Ringraziamo di cuore la vostra presenza e
ringraziamo di cuore le vostre preghiere. Speriamo che torniate alle vostre case arricchiti di comunione fraterna,
arricchiti della conoscenza della vera situazione reale che noi viviamo ogni
giorno, arricchiti per poter dire ai vostri amici, al mondo, alla comunità
internazionale quale è la reale situazione che stiamo vivendo.

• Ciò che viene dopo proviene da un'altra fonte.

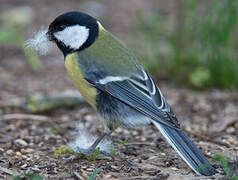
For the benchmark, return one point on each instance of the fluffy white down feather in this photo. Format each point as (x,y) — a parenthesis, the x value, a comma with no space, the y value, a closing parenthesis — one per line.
(40,43)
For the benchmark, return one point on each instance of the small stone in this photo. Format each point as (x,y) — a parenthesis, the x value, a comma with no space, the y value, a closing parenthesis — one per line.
(84,174)
(230,130)
(15,158)
(18,153)
(113,167)
(89,169)
(24,166)
(143,139)
(174,168)
(35,169)
(24,156)
(22,142)
(28,150)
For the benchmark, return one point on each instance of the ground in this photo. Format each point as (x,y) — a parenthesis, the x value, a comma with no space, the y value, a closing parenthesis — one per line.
(28,143)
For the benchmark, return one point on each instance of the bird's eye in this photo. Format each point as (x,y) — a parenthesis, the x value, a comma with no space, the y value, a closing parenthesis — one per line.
(60,27)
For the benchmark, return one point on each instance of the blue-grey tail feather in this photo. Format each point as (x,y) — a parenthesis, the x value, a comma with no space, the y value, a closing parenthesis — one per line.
(179,140)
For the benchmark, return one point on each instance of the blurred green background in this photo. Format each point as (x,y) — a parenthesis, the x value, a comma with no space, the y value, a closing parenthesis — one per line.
(185,42)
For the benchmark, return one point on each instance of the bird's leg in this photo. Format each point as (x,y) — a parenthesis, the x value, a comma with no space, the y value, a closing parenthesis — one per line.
(89,151)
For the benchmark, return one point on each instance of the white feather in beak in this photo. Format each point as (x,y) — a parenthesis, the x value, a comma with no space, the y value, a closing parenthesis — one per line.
(40,43)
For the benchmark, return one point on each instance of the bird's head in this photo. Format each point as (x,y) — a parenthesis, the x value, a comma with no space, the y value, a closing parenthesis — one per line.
(73,31)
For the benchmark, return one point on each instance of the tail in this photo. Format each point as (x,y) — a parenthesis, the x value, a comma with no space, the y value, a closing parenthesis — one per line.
(187,150)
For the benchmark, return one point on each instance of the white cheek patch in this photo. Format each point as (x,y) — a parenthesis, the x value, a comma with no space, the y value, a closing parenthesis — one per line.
(40,43)
(73,36)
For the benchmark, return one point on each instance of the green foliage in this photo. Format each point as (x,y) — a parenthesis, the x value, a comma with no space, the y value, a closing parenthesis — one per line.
(225,166)
(28,176)
(64,150)
(95,173)
(198,49)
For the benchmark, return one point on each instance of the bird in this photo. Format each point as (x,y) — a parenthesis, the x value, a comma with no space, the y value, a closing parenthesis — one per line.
(111,79)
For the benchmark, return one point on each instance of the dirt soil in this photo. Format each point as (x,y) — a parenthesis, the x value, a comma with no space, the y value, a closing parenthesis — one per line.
(28,144)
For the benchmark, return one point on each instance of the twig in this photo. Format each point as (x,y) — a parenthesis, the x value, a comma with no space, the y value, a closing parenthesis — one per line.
(207,138)
(8,117)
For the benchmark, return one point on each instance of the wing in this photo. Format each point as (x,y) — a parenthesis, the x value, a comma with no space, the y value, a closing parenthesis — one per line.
(141,93)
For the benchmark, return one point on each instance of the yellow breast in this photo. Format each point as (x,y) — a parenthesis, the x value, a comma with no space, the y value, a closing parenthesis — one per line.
(86,90)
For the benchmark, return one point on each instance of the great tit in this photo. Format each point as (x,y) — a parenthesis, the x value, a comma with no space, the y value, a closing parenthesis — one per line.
(111,80)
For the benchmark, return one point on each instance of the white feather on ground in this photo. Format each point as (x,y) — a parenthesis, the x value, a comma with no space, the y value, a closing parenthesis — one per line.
(40,43)
(85,140)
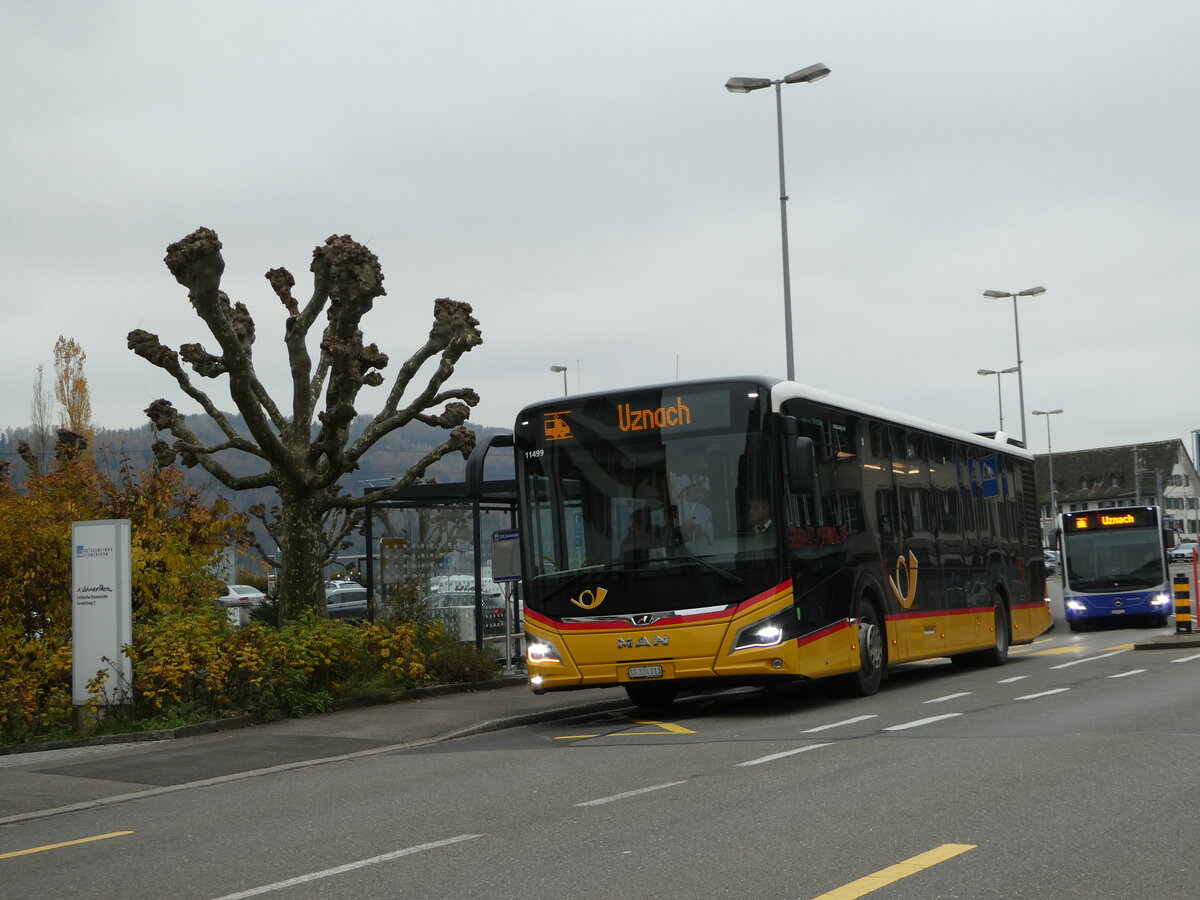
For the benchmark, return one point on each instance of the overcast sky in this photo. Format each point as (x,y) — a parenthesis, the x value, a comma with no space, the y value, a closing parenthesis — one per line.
(580,175)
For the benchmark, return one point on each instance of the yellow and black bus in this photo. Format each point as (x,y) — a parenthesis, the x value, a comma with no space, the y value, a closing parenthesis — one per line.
(745,531)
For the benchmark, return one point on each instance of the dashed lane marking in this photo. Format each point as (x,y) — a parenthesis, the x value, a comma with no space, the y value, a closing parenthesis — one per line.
(786,753)
(838,725)
(347,868)
(628,793)
(1043,694)
(1087,659)
(918,723)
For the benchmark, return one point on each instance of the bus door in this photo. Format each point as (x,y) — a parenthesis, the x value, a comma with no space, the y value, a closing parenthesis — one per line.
(913,575)
(882,502)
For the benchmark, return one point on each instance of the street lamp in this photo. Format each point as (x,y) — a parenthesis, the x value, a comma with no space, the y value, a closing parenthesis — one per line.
(1000,399)
(563,370)
(744,85)
(1020,381)
(1054,504)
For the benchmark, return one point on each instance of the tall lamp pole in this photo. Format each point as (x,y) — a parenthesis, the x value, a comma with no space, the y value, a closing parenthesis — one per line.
(1020,379)
(1054,503)
(1000,399)
(563,370)
(744,85)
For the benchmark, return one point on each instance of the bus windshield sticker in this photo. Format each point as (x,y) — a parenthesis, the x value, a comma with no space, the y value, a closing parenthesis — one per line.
(555,425)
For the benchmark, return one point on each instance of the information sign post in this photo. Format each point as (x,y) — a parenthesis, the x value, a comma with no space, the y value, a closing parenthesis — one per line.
(101,610)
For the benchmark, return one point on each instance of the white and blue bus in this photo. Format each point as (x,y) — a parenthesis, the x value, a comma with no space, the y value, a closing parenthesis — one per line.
(1114,564)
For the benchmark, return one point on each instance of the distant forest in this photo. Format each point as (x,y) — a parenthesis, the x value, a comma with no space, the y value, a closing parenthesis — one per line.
(389,459)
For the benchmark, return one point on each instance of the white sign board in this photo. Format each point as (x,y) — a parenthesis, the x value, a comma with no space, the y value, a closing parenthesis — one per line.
(505,556)
(101,609)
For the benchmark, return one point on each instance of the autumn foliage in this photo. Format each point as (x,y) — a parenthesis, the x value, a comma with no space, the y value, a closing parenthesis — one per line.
(186,653)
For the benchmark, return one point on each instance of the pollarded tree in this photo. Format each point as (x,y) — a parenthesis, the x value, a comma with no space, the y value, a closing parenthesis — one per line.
(304,454)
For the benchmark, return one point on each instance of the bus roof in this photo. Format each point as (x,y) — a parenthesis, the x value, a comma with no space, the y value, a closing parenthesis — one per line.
(781,390)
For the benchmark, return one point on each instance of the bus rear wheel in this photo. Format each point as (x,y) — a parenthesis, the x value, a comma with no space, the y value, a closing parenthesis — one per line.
(871,652)
(651,696)
(997,654)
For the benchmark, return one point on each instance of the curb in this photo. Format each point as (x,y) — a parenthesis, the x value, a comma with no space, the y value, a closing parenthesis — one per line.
(250,719)
(1169,642)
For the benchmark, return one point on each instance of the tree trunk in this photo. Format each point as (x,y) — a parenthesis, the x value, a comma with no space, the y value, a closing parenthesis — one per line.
(301,581)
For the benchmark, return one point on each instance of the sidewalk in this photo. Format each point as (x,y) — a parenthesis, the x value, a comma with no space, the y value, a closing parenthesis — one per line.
(58,780)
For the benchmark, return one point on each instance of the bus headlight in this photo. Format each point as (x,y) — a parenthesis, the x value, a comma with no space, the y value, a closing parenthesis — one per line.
(769,631)
(540,651)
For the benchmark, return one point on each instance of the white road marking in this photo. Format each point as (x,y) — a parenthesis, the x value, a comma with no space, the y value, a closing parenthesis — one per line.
(838,725)
(1087,659)
(628,793)
(918,723)
(348,867)
(1043,694)
(786,753)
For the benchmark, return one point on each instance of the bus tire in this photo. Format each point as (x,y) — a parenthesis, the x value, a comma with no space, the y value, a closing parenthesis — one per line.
(996,654)
(873,654)
(651,696)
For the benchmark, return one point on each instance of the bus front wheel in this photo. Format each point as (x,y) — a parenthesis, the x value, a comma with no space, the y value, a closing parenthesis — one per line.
(651,696)
(871,652)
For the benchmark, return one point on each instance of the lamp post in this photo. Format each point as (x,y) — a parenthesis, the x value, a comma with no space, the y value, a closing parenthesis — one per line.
(1000,399)
(563,370)
(744,85)
(1020,381)
(1054,504)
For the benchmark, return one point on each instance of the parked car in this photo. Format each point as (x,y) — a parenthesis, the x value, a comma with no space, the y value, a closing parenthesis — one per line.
(346,600)
(456,609)
(1183,552)
(241,593)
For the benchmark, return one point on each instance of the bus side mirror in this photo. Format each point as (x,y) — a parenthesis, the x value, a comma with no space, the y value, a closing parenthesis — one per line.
(801,465)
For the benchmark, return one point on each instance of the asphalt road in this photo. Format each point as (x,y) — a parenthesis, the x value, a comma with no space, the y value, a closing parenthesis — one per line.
(1072,772)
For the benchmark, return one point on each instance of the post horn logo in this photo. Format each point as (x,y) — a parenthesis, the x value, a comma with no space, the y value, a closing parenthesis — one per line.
(589,600)
(909,579)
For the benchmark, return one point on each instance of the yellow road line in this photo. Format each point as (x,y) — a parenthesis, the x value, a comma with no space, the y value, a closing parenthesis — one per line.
(64,844)
(1057,651)
(895,873)
(667,729)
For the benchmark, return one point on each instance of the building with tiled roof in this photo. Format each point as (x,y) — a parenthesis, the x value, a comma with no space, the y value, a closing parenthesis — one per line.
(1156,473)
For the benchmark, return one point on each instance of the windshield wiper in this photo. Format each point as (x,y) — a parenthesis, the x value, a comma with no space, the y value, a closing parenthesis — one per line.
(727,575)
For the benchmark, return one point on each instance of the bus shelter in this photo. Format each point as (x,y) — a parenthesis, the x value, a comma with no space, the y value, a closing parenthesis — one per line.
(475,495)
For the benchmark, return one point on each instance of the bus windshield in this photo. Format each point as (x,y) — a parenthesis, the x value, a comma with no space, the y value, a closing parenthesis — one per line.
(649,502)
(1102,561)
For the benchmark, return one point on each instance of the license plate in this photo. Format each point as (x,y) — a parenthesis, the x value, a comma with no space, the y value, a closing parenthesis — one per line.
(645,671)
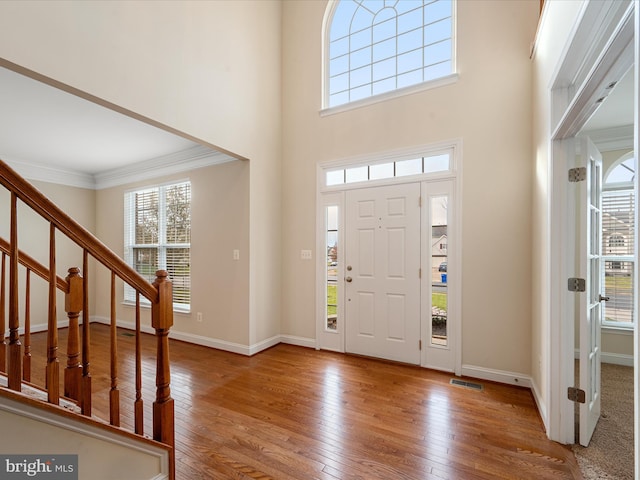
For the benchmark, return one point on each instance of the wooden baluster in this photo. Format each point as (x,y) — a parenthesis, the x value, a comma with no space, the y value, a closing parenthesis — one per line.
(26,361)
(3,324)
(163,409)
(85,402)
(53,366)
(73,307)
(14,357)
(138,404)
(114,393)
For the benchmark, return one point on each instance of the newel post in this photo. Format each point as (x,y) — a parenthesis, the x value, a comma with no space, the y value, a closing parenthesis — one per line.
(73,306)
(162,321)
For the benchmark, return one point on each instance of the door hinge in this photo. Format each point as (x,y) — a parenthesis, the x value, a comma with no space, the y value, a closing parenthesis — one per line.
(577,174)
(576,395)
(577,285)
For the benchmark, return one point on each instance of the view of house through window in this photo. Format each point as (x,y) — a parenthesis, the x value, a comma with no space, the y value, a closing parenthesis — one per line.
(377,46)
(332,267)
(439,289)
(618,241)
(158,237)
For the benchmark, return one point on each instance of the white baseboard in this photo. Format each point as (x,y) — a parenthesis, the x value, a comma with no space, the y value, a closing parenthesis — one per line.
(224,345)
(542,406)
(500,376)
(613,358)
(299,341)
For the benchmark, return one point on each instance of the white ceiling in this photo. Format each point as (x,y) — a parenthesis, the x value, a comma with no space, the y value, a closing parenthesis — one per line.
(617,109)
(43,125)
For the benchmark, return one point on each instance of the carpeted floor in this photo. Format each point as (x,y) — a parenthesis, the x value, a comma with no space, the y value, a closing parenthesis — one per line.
(610,453)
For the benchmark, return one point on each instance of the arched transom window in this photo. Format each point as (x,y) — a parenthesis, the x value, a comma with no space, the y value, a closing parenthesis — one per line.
(377,46)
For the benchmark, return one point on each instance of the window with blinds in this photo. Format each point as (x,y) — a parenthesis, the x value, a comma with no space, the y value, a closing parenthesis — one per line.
(618,243)
(158,237)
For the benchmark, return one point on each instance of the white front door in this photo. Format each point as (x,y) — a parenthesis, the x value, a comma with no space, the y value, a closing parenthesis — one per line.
(382,272)
(590,310)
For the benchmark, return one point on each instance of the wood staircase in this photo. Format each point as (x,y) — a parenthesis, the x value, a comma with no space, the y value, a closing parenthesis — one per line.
(15,355)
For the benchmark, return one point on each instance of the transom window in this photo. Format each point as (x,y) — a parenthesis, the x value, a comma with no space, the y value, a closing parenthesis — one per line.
(381,171)
(158,237)
(377,46)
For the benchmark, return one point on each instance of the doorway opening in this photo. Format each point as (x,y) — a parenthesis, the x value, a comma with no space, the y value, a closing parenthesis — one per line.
(388,285)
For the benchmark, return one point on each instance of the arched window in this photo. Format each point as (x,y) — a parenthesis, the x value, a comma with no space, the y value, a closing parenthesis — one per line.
(377,46)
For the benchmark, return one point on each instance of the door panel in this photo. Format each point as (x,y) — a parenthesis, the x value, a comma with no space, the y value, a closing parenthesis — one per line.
(382,272)
(590,310)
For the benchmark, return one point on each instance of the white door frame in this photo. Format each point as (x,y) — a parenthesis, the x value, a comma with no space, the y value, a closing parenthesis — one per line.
(585,70)
(335,195)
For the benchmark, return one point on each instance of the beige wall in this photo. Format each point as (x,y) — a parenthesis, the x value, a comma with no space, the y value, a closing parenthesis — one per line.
(489,108)
(209,69)
(220,224)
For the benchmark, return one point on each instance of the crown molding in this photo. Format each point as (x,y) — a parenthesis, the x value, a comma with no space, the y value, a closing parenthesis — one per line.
(45,173)
(614,138)
(184,160)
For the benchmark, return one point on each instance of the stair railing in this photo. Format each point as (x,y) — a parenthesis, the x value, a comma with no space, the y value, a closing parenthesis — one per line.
(16,362)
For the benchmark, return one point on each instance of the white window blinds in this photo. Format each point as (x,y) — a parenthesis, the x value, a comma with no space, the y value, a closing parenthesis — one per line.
(158,237)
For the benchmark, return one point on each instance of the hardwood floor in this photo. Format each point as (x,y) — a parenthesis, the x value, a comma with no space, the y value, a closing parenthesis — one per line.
(296,413)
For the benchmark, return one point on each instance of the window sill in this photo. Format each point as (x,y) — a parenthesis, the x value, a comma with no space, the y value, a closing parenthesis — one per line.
(616,330)
(401,92)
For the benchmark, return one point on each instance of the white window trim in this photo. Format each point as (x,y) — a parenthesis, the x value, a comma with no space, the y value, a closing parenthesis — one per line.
(129,295)
(452,147)
(400,92)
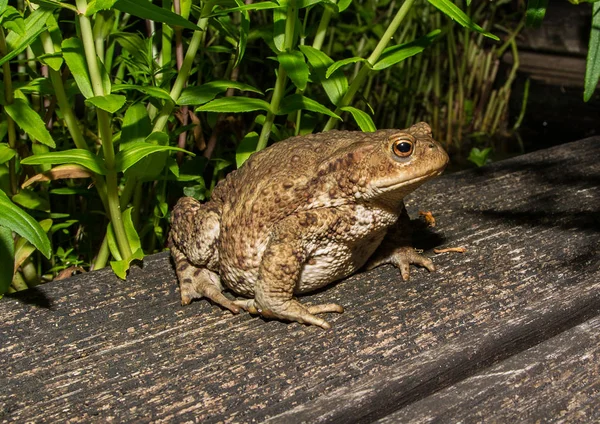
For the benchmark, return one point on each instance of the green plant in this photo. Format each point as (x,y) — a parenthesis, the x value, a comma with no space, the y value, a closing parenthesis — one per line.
(105,91)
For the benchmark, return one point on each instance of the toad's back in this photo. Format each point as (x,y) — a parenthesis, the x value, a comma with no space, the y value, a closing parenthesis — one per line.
(290,176)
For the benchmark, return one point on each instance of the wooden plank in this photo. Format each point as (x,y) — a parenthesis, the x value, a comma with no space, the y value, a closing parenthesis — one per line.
(96,348)
(559,378)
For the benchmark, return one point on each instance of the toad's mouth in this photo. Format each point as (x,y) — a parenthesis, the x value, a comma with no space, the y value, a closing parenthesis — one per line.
(412,181)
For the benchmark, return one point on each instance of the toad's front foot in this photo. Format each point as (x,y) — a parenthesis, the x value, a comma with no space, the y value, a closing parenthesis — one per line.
(402,258)
(292,310)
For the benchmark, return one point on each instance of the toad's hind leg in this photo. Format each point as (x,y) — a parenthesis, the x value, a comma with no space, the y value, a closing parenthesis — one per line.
(193,240)
(197,282)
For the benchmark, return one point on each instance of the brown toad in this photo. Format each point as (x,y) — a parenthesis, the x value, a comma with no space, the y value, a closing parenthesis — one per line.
(301,214)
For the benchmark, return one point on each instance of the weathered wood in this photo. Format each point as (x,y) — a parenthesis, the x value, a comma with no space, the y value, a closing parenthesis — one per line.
(93,347)
(558,378)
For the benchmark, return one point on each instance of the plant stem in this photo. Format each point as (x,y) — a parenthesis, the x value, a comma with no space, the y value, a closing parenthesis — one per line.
(279,90)
(8,99)
(105,132)
(323,27)
(366,67)
(184,72)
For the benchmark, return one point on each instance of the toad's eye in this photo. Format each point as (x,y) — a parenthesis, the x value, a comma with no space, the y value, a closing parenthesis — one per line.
(403,147)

Questa situazione drammatica che viviamo ci
rimanda direttamente al Vangelo, ci invita a prendere sul serio il Vangelo: “chi vuole seguirmi porti la sua croce e mi segua!”. Ormai la
croce è il nostro pane quotidiano, non possiamo più prescindere dalla croce. A
voi amici venuti da lontano, a noi che viviamo in questa terra io dico: Oggi
non è più possibile rimanere in questa Terra santa, non è più possibile amare e lavorare in Terra santa senza la croce. Ma
prima di noi, prima di voi, Cristo ha camminato e sofferto su queste stesse
strade. Prima di noi, prima di voi, è caduto e si è rialzato.
E' lui che ci invita oggi a non rimanere caduti
a terra ma a rialzarci sempre e a riprendere coraggio, speranza, fede, pace!
Ringraziamo a tutti quelli che ci danno un
aiuto. Vi siamo riconoscenti dei vostri aiuti concreti che ci aiutano a non
morire, a sopravvivere, ma più che questi aiuti, noi vogliamo la pace, vogliamo
dei piani politici concreti che la comunità internazionale fino ad ora non ha
voluto sostenere.
E diciamo: basta con la violenza, basta con gli
attacchi, basta con i morti. Siamo stanchi di vivere così. Siamo stanchi di
questa politica che ci dice come gestire il conflitto, come vivere il
conflitto, ma senza risolvere il conflitto!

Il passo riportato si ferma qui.